# Vivarium safe Fungi?



## Keeferd (Mar 20, 2016)

I was just wondering if anyone had any success with Fungi in their vivarium. I think it would add a nice touch to have a few mushrooms sprouting here and there.


----------



## kimcmich (Jan 17, 2016)

Your vivarium already has fungi - and almost certainly has several species of fungi that can produce mushrooms. The trick is making them happy enough to fruit. Mushroom-making fungi are terrestrial creatures that like moisture - but they do not like water-logged conditions. They also need a substantial source of food. Since mushrooms don't fix carbon they can't build themselves "out of air" like plants do. That means that to grow a mushroom, the fungus has to eat some part of your tank (in proportion). Woodchips or a large hunk of wood kept moist would be a good start for all-purpose food. I've never tried to get a specific mushroom to grow in my vivariums - but every one has had a few species and I find the amount of wood terrarium decor is positively correlated with mushroom diversity and frequency.
Oyster mushrooms are easy to get cultures of (and you can get warm-preferring species in pink or blue!) and they will readily eat all kinds of wood, sawdust, etc.
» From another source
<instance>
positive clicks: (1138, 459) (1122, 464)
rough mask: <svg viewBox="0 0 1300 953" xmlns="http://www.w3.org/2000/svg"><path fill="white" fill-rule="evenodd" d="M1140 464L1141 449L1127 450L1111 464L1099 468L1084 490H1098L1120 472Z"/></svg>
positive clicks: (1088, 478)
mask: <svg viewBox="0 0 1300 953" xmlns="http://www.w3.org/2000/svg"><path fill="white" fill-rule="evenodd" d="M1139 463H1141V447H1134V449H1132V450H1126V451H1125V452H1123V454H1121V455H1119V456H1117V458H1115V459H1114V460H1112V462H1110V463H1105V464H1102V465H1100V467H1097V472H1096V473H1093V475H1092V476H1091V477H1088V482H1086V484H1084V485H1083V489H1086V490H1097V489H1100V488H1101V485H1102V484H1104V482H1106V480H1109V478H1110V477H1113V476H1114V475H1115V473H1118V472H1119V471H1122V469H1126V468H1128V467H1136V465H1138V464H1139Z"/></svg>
There are even bioluminescent fungi you can buy cultures of...


----------



## Keeferd (Mar 20, 2016)

I used a few logs and bark from my backyard in my vivarium, but I boiled and baked the crap out of it to sterilize. I don't think any of the spores survived.


----------



## kimcmich (Jan 17, 2016)

Spores are ubiquitous and airborne - and fungi would have also come along with any plants you've added. They're there - you just need to figure out what you need to do to make them happy. Even happy fungi, however, are not going to make mushrooms all the time - but unpredictable fruiting surprises are part of their charm...


----------



## PoisonArrow (Apr 8, 2016)

This reminds me of my old terrarium. Last year around June I was looking into my terrarium and out of nowhere noticed small orange mushrooms and wondered where they came from. I have never experiences this before but they did not seem to cause harm so I let them be. Eventually they disappeared on there own about a month later.


----------



## mfsidore (Oct 10, 2012)

In my first ever build I had some fungus grow off a branch I purchased from Josh's, me being afraid of death scrambled to figure out if it was deadly to humans, and I believe the answer was that somewhere around 98 percent of fungi that grows in a viv is completely harmless. Hope this helps


----------



## macuser (Oct 8, 2015)

you can add a piece of grape wood to your tank. it'll rot and mushrooms should grow from there.


----------